Table 2. Regional Variation in Levelized cost of New Generation Resources, 2017 
  Range for Total System Levelized Costs (2010 $/megawatthour) for Plants Entering Service in 2017
Plant Type Minimum Average Maximum
Dispatchable Technologies
Conventional Coal 90.5 97.7 114.3
Advanced Coal 102.5 110.9 124.0
Advanced Coal with CCS 127.7 138.8 158.2
Natural Gas-fired
Conventional Combined Cycle 59.5 66.1 81.0
Advanced Combined Cycle 56.8 63.1 76.4
Advanced CC with CCS 80.1 90.1 108.5
Conventional Combustion Turbine 91.9 127.9 152.4
Advanced Combustion Turbine 77.7 101.8 122.6
Advanced Nuclear 107.2 111.4 118.7
Geothermal 84.0 98.2 112.0
Biomass 97.8 115.4 136.7
Non-Dispatchable Technologies
Wind 77.0 96.0 112.2
Solar PV1 119.0 152.7 238.8
Solar Thermal 176.1 242.0 386.2
Hydro2 57.8 88.9 147.6
1Costs are expressed in terms of net AC power available to the grid for the installed capacity.
2As modeled, hydro is assumed to have seasonal storage so that it can be dispatched within a season, but overall operation is limited by resources available by site and season.
Source: U.S. Energy Information Administration, Annual Energy Outlook 2012, June 2012, DOE/EIA-0383(2012).

 


Footnotes

12017 is shown because the long lead time needed for some technologies means that the plant could not be brought on line prior to 2017 unless it was already under construction.

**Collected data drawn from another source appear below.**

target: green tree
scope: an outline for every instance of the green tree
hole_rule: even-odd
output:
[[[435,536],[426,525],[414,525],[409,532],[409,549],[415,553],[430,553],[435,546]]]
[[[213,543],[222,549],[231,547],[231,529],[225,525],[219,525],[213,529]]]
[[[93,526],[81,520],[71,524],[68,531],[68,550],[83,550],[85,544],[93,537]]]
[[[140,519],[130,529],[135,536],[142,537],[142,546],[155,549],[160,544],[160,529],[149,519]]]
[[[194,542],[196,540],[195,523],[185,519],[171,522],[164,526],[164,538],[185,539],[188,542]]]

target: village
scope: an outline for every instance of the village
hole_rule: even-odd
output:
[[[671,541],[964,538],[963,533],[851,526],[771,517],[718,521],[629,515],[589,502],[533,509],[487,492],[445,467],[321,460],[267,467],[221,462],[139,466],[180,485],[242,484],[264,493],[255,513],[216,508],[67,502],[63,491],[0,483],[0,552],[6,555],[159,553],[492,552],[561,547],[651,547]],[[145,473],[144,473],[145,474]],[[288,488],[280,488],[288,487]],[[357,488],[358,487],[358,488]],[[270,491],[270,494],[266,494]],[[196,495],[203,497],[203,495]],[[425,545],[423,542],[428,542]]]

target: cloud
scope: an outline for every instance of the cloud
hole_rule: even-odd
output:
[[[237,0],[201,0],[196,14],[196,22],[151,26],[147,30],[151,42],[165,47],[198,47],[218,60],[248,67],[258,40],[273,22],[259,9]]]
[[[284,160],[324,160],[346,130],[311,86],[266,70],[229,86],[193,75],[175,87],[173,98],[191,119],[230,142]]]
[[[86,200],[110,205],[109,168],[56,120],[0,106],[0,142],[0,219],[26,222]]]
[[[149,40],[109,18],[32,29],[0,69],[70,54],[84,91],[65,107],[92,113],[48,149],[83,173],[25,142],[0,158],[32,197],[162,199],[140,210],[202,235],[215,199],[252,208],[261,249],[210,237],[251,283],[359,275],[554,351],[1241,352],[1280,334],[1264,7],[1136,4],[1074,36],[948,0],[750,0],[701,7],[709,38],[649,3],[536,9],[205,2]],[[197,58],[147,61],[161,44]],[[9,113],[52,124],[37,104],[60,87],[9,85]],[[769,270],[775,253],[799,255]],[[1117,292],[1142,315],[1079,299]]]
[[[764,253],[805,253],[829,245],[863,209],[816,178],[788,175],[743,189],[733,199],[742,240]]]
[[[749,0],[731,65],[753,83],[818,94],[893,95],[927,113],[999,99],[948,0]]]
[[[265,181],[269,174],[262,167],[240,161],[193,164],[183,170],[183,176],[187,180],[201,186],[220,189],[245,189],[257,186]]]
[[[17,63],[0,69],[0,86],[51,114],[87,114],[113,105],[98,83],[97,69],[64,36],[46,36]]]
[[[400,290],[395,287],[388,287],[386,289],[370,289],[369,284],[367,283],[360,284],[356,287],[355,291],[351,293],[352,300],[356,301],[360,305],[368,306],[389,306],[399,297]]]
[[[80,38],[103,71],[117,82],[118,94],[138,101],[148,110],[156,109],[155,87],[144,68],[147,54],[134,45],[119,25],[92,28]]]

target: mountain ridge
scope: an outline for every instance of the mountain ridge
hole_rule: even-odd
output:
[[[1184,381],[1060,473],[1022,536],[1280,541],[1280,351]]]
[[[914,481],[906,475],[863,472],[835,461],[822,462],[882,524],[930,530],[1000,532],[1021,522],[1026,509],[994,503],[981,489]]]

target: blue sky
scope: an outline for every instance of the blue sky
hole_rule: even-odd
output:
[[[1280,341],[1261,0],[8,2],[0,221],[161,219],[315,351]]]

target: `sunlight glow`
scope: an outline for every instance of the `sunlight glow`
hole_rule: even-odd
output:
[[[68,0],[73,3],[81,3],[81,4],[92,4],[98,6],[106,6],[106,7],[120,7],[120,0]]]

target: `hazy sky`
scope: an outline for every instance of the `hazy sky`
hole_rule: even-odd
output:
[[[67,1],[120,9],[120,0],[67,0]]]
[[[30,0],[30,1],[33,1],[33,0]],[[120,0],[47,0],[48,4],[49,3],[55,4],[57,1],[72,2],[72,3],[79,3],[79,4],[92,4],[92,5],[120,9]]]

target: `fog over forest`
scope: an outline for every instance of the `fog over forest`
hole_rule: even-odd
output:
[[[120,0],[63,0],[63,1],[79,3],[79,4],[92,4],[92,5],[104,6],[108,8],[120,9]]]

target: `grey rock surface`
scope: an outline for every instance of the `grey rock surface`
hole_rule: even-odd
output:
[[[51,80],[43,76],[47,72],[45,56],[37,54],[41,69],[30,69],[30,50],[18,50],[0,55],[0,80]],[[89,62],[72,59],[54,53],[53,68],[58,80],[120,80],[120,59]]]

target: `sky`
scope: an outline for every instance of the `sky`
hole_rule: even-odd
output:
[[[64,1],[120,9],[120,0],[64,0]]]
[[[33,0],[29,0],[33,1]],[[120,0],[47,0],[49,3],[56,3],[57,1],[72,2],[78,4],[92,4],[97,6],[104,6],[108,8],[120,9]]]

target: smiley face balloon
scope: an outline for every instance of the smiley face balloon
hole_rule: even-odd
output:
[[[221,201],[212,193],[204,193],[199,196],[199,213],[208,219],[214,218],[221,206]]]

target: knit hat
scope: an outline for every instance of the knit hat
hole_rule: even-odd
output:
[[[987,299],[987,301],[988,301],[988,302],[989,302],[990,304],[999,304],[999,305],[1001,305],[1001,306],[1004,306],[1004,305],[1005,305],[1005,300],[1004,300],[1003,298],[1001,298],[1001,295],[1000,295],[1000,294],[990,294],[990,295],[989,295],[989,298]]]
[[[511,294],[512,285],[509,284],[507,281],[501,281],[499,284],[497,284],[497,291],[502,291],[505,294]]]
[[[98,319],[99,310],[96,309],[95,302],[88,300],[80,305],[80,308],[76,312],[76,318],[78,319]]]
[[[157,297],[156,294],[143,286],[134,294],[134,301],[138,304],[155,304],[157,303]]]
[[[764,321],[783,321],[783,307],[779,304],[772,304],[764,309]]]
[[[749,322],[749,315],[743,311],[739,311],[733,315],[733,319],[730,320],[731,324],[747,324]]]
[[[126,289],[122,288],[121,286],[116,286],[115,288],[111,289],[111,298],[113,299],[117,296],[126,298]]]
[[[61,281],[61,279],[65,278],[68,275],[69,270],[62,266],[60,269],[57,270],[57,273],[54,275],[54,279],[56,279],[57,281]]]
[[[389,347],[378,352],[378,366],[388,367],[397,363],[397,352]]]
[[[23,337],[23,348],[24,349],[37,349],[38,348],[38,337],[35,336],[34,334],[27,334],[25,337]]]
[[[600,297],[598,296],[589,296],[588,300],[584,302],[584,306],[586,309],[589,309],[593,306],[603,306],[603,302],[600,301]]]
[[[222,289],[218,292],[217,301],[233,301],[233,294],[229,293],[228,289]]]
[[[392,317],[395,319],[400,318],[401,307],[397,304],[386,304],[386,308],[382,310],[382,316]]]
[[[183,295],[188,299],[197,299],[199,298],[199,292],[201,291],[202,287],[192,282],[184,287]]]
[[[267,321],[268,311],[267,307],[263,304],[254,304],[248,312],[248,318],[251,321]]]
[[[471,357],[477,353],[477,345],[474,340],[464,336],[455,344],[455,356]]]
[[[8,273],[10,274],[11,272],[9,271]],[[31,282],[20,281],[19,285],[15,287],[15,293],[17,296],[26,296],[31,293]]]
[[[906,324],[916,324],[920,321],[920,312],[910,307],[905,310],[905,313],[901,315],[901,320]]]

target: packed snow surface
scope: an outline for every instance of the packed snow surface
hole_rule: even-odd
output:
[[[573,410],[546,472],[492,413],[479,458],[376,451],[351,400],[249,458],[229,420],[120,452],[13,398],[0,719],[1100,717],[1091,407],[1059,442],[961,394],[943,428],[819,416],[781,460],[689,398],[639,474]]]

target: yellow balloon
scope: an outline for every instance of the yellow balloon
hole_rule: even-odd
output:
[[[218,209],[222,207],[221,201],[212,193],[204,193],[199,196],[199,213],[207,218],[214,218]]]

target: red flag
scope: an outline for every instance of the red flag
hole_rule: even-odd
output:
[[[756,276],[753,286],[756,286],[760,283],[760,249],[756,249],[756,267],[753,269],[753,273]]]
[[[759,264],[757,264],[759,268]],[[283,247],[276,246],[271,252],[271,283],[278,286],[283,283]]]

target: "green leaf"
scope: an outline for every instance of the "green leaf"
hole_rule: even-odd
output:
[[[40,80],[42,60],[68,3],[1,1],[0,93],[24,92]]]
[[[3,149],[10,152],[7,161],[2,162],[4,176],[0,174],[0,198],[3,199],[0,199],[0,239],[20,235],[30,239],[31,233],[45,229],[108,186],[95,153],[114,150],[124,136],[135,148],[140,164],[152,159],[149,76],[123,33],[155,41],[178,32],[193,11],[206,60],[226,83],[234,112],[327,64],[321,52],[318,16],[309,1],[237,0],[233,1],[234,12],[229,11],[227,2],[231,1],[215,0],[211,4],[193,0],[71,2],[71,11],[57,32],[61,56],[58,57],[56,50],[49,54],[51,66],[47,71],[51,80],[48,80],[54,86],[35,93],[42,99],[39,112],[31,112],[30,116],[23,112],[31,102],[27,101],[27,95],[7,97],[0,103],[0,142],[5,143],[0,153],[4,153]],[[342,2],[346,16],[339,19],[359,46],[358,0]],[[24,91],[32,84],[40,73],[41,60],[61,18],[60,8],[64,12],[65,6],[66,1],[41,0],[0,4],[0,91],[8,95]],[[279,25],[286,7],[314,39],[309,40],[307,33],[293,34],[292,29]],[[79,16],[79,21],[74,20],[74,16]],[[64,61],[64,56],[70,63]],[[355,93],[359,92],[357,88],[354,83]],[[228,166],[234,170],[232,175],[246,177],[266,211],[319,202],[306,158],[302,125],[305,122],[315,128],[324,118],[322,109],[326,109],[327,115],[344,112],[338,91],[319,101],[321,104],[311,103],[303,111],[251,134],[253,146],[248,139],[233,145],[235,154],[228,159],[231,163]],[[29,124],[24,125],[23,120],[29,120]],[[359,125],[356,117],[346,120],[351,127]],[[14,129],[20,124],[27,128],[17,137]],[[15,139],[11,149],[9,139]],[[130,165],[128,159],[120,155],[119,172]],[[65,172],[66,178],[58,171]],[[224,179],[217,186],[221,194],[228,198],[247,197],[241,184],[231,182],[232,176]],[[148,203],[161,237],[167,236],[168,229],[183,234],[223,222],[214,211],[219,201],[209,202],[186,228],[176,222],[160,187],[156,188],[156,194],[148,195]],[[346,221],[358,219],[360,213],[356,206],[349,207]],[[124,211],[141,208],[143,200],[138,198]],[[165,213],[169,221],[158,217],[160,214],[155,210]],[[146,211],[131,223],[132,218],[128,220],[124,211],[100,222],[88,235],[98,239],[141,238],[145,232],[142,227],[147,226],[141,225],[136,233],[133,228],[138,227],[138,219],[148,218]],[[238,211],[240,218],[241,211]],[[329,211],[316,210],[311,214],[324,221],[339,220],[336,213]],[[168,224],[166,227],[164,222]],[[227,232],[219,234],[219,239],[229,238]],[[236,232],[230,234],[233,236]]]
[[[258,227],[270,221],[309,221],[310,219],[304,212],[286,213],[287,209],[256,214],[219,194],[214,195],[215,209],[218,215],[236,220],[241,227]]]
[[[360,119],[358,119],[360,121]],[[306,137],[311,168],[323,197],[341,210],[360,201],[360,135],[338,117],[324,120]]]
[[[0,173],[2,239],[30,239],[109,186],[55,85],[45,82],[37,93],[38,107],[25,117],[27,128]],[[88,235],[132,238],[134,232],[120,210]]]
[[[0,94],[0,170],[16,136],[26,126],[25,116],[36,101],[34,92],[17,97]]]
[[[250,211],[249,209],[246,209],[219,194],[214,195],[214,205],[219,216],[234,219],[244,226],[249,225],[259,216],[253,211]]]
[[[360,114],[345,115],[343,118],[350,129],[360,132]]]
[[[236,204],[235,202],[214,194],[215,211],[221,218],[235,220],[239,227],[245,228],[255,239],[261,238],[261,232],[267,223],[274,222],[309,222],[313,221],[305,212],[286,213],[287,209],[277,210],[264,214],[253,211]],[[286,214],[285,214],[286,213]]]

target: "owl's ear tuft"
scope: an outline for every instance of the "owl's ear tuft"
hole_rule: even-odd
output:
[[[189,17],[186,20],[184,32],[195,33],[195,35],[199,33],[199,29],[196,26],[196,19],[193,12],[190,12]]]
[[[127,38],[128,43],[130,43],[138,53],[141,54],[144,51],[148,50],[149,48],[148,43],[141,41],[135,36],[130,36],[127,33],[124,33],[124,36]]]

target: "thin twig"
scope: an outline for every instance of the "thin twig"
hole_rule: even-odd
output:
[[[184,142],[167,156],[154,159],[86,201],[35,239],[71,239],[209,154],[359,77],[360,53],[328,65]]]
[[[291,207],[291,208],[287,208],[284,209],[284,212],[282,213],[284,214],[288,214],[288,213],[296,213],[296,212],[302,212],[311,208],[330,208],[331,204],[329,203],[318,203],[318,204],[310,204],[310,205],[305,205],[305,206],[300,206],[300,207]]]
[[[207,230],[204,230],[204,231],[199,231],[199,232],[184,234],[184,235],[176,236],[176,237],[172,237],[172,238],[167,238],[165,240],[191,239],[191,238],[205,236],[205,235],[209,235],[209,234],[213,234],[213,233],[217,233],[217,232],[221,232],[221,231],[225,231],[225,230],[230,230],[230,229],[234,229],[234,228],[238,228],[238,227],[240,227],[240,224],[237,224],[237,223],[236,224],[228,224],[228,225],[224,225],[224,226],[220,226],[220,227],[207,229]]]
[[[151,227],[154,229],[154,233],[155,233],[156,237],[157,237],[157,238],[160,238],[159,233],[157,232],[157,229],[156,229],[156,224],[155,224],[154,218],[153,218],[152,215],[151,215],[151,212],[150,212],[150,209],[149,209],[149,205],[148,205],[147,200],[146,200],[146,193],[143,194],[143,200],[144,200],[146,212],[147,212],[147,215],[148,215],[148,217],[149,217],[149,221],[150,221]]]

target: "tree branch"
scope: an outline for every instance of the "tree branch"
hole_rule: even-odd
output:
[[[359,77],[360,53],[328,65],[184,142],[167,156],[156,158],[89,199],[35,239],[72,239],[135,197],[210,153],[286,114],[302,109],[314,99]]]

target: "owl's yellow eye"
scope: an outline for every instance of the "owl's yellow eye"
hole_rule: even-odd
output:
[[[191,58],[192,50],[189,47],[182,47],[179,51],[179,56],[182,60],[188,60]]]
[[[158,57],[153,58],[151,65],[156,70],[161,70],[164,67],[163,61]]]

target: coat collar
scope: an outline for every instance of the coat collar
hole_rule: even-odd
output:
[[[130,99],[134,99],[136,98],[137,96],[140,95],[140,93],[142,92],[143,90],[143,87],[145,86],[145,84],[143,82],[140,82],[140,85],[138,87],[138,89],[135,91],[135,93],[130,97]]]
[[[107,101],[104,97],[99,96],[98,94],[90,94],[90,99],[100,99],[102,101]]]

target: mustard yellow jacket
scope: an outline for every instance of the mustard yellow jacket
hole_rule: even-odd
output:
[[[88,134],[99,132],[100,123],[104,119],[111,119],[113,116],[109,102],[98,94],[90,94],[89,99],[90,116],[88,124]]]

2 The full report is available at http://www.eia.gov/forecasts/aeo/pdf/0383(2012).pdf.

3 The specific assumptions for each of these factors are given in the Assumptions to the Annual Energy Outlook, available at http://www.eia.gov/forecasts/aeo/assumptions/index.html.

4 These results do not include targeted tax credits such as the production or investment tax credit available for some technologies. Costs are estimated using tax depreciation schedules consistent with current law, which vary by technology.